Making peache with my frailty: What difference has it made?

I am putting myself first.

I was not brought up to put myself first. I was brought up to think of it as bad manners and selfish. The concepts of entitlement and even self-care did not exist in our vocabulary or in our family ethos. All my life I have been focused on being fair to others. But now I know I had learned very little about being fair to myself, and about protecting my own needs.

Now I know that self care, pacing myself and looking after myself is essential to my physical, mental, emotional and spiritual wellbeing.

I cannot do it all and perhaps, never should have tried, at the expense of my own well-being.

Now I no longer take on too many responsibilities and obligations. I need to have as much freedom as possible to manage my energies. This has affected the way I earn a living and the way in which I socialize. This is hard, when we have people genuinely depending on us, like children or aging relatives.

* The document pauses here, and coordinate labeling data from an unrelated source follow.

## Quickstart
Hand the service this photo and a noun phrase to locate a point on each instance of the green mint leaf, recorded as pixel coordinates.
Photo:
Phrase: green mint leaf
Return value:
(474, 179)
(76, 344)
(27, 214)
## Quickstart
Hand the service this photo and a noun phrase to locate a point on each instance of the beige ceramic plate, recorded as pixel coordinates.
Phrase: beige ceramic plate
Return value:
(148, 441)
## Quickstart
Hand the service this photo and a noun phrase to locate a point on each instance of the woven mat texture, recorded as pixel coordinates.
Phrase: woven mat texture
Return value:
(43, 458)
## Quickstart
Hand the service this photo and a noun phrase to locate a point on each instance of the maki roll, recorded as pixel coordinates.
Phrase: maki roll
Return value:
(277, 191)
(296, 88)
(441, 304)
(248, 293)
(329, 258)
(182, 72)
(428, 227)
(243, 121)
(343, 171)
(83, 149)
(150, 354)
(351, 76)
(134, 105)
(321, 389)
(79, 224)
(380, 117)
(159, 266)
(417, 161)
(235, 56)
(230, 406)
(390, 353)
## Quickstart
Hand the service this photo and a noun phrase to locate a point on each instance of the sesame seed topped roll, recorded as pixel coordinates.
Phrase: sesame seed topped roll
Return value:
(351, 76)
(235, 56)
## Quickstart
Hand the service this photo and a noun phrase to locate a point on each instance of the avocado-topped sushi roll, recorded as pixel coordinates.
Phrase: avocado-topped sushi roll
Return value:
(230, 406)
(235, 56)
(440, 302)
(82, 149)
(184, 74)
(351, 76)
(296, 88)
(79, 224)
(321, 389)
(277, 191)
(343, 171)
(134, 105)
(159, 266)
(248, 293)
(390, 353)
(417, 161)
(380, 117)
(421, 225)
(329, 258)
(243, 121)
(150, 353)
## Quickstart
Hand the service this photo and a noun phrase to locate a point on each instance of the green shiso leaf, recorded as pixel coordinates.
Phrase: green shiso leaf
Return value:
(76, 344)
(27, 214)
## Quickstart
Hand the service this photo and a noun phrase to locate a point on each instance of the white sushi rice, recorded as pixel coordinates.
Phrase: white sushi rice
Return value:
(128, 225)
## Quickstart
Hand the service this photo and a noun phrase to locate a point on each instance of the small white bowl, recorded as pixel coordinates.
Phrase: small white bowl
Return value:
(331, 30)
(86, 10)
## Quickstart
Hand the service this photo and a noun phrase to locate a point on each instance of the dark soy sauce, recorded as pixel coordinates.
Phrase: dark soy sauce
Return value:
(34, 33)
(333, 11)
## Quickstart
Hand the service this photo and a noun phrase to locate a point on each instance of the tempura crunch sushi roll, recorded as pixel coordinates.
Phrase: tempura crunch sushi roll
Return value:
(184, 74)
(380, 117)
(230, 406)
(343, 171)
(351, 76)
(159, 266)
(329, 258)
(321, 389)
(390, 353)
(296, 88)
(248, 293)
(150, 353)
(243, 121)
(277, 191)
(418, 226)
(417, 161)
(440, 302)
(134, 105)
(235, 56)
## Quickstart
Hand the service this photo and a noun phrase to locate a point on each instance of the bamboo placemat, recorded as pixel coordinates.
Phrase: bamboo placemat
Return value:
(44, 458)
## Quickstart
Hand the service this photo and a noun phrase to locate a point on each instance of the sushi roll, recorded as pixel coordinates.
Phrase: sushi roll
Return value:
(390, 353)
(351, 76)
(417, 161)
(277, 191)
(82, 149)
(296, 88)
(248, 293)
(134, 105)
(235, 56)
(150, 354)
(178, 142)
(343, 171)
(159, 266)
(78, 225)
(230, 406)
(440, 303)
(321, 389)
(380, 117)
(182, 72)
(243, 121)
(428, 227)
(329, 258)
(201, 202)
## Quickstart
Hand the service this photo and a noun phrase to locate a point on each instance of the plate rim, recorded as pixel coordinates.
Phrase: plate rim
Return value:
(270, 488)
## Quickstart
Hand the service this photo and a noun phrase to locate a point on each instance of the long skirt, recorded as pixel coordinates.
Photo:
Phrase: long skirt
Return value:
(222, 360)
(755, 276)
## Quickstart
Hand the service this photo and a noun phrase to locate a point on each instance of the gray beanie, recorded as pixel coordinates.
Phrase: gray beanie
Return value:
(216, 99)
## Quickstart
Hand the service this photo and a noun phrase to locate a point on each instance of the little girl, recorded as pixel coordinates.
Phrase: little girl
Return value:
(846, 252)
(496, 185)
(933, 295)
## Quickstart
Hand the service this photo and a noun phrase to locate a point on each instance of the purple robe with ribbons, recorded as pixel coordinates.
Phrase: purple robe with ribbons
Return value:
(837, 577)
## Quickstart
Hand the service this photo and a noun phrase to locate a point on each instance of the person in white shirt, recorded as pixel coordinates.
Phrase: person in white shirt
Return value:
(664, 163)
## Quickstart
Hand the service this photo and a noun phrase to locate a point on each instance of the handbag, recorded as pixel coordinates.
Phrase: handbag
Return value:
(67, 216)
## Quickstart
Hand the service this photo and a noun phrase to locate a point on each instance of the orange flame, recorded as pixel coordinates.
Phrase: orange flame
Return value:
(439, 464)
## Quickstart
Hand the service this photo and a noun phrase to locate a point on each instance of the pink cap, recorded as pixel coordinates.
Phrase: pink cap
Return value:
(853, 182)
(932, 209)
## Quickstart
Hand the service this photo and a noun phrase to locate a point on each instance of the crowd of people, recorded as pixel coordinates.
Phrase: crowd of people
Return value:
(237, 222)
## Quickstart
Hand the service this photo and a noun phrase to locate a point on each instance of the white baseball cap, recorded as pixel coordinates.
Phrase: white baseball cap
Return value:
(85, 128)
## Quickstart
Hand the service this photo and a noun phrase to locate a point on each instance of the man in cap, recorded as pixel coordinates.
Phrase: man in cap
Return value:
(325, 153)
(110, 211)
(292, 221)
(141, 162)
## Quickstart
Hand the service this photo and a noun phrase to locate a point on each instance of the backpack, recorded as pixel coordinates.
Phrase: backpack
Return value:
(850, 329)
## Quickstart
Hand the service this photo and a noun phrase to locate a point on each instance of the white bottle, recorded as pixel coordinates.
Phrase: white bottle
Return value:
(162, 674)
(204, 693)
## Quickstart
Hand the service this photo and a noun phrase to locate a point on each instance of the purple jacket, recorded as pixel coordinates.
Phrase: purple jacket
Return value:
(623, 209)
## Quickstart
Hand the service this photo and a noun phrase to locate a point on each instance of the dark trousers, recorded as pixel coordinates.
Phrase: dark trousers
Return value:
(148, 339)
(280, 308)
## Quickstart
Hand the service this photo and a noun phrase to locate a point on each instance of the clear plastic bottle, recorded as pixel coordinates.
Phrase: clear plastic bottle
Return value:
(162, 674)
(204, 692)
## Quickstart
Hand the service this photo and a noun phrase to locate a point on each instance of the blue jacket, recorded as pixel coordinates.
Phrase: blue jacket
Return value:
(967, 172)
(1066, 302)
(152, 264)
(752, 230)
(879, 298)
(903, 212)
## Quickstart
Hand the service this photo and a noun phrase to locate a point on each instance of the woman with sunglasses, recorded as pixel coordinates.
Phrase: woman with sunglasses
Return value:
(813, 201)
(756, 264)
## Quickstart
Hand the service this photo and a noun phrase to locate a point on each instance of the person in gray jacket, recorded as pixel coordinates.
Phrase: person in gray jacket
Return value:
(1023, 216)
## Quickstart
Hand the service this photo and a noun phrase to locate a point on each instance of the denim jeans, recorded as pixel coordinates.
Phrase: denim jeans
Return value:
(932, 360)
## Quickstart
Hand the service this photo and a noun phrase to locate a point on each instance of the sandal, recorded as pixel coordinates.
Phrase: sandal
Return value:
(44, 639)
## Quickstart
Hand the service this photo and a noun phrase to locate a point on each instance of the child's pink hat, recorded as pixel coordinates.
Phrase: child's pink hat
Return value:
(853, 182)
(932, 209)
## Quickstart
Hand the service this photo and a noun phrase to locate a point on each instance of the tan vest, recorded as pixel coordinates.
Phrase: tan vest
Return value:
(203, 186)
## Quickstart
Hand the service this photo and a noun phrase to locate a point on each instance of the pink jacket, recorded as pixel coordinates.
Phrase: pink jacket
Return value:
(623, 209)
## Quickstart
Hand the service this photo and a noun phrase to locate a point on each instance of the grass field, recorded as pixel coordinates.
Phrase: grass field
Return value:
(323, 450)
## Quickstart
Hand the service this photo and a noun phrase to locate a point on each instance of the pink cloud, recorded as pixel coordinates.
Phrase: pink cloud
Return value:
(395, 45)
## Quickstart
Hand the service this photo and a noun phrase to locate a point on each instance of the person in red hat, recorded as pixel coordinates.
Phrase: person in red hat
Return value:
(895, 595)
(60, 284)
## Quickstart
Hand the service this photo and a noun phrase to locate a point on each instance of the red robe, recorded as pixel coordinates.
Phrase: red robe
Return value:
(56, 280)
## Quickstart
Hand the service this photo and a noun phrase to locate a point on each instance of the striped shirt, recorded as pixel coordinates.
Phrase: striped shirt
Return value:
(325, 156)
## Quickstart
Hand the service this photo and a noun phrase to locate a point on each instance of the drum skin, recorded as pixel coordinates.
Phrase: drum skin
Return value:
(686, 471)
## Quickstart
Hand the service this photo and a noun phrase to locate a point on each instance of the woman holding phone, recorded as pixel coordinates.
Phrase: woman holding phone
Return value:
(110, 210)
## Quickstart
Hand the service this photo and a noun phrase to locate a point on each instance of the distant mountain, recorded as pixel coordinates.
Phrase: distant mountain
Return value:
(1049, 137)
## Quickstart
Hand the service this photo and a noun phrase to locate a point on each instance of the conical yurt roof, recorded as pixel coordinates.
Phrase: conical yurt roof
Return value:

But for the sake of my own well-being, I have had to make choices. I am clear about them to others who are impacted by them.

There are no false or misleading expectations.

Equally, I do not want to become a burden on others who may not want to or are incapable of taking care of me, in a manner I want and need.

Frank and sobering conversations have taken place, and I needed to make peace with my discomfort over standing up for my own interests. But in the long-run, we all will benefit from this clarity.

Life is uncertain. It has always been. And it will always be.

I do not know what it will feel like if/when the cancer returns, or I fall ill some other way, or when I die.

For me, cancer is too unpredictable to feel reassured with the passage of time. That is the way I choose to look at it.

I had to make peace with my view on cancer and I am not apologizing for it. I am aware I am walking a fine line between negativity and realism. I keep monitoring myself to make sure my realism does not turn into irrational fear.

Because then, I am back to the dark place, where I do not want to get stuck.

Because if I do, then I will not have the energy or inclination to do what I can do best and like the most — to think and to feel and to express what I find and to share my voice — like now, with you.

Having made peace with frailty — my own and that of others — has started to lighten my load. I have grown in confidence. And I trust deep down, whatever lies ahead, I will feel stronger and more grounded and peaceful, than I was before.

It is a process and attitude which will evolve until I die.

But knowing what I know now — feeling more at ease and at peace with myself and the meaning I have given to some traumatic cancer experience — that makes me feel stronger, more resilient and less frightened of the future.